Жиннет не могла с собой совладать, ее так и тянуло нападать на человека. Эта черта была мне хорошо знакома, и я спрашивал себя, какая реакция могла бы подействовать на меня умиротворяюще и что могло бы успокоить ее.
– И как только ты мог поступить так с Элен? Все пытаюсь понять – и не могу.
– Элен? А что я ей сделал? – промямлил я. – Я думал…
– Ты идешь как слон по цветочной клумбе, а полагаешь, что легок, как перышко.
– Но… я же сказал, что еду в Рим, я сказал Элен… я ничего не сделал… Я уверен, что ты ошибаешься. Если ты мне скажешь…
– Твоя глупость просто преступна! – воскликнула Жиннет, даже покраснев от негодования.
– Но что дурного я сделал Элен? Я был счастлив с ней. Может быть, я был чересчур сентиментален, и ей это было тяжело.
– Чересчур сентиментален! – Возмущению Жиннет не было предела. – Ты был счастлив и, наверное, поэтому уехал, почти не простившись, будто вор.
– Зачем ты оскорбляешь меня?
– Если ты был так счастлив, почему ж ты уехал?
– Ты знаешь почему.
– Почему же?
– Где теперь Элен? Я хочу поговорить с ней и понять, что произошло…
– Она собирается замуж за человека, который испортит ей жизнь.
– И в этом ты винишь меня? Она два года была с кем-то, целых два года.

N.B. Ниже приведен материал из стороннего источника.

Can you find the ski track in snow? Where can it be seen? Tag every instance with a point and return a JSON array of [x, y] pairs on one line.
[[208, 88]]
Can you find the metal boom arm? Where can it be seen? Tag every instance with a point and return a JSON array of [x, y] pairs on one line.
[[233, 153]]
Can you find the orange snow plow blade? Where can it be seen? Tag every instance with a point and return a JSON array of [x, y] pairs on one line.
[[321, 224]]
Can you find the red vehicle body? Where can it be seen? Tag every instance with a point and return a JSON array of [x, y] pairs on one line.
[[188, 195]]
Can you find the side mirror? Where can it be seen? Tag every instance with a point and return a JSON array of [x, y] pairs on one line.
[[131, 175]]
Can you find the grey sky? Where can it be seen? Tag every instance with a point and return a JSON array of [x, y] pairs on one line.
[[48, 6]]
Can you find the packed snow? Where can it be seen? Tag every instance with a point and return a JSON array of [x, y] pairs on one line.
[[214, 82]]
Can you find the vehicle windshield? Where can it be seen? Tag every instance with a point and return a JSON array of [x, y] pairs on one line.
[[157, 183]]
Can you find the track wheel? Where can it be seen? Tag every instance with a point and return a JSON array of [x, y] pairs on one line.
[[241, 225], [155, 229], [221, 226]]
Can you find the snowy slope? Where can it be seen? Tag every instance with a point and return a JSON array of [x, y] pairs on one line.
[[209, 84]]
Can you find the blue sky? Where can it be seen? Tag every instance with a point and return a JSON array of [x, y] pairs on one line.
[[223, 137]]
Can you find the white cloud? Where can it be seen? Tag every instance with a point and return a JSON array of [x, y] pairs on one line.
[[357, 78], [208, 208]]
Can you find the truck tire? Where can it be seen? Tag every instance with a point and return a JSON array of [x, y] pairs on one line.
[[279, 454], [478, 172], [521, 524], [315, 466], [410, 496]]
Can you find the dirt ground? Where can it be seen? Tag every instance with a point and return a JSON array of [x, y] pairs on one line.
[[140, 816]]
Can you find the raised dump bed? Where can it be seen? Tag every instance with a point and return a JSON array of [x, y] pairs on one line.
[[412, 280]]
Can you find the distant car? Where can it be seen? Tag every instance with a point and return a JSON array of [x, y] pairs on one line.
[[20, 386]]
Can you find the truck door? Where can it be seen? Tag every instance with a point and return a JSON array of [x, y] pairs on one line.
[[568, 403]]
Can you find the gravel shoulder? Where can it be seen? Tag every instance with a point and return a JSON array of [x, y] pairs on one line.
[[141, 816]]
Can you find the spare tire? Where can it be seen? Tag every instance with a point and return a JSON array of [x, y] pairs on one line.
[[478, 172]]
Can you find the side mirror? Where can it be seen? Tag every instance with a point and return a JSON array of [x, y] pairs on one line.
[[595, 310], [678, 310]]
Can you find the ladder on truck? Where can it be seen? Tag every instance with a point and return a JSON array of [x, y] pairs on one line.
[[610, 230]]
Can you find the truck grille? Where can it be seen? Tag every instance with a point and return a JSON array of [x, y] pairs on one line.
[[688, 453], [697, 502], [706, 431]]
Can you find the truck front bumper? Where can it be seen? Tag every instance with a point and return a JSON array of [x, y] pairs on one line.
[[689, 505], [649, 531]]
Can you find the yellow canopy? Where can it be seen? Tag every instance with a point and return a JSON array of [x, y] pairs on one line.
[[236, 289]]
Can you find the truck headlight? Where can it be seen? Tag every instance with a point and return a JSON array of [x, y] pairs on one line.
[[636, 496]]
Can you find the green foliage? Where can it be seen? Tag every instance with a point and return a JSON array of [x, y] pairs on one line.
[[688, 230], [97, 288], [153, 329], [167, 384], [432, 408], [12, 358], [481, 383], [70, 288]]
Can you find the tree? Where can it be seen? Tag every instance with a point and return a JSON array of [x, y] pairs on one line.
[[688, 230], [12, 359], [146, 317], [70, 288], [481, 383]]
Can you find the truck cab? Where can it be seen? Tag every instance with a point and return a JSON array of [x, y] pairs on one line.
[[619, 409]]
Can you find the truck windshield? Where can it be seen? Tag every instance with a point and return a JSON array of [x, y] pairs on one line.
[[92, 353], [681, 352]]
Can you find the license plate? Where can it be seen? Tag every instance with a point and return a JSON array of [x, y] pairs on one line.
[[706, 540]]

Потом они расстались. Многие после этого женятся или выходят замуж. С интерлюдией при участии персонажей, наделенных преступной глупостью, или без оной.
– Ты невыносим!
– Дай мне ее адрес. Я хочу ей написать.
– Этого ей только не хватало! – отрезала Жиннет.
– Дай мне ее адрес.
– Я не дам тебе ее адреса, но если хочешь – можешь написать ей здесь, и, если письмо покажется мне приемлемым, я отошлю его.
– Как хочешь, – сдался я. – Дай мне лист бумаги, ручку и какой-нибудь словарь.
– Зачем тебе словарь?
– Для правописания.
Жиннет взвилась снова, и злоба исказила ее черты.
– Как это может быть, что ты знаешь кучу никому не известных книг, кучу всяких историй о писателях и художниках – чтоб их узнать, нужно целую жизнь просидеть в кафе и в затхлых библиотеках, – а писать все еще не научился? Знаешь что? Я скажу тебе почему: ты просто не желаешь знать французский.
– А для чего, спрашивается, я вывернул себе челюсть и натер мозоли на языке в кабинете фонетики?
– Не желаешь ты знать этот язык! – выкрикнула Жиннет. Она вышла из комнаты и через минуту вернулась снова, швырнув мне словарь.
Я сидел, вертя ручку.
– Ты права. Мне нечего писать, – сказал я наконец.
Взгляд Жиннет, который всегда был направлен на меня выжидающе и с приязнью, был сейчас холоден и враждебен, хотя я и подчинился ее воле. Ее взгляд означал для меня изгнание. Я принялся рассказывать ей о Рути, но в ее молчании явственно читалось обвинение – во всем случившемся виноват я один. Я понял, что что-то в моем отношении к Элен не только задевало Жиннет, но и вызывало ее отчуждение и недоверие. Я почувствовал, насколько она сурова, как мечтает выбросить все из памяти. Я попробовал позабавить ее, но безуспешно. Маленькая морщинка у ее губ, след горечи и неудач, которая не раз пугала меня, обозначилась особенно отчетливо. Перед ее враждебным взглядом и осуждающим молчанием я стушевался. Мой французский становился все более жалким, звуки пропадали, предложения делались калеками. Я забывал самые простые слова.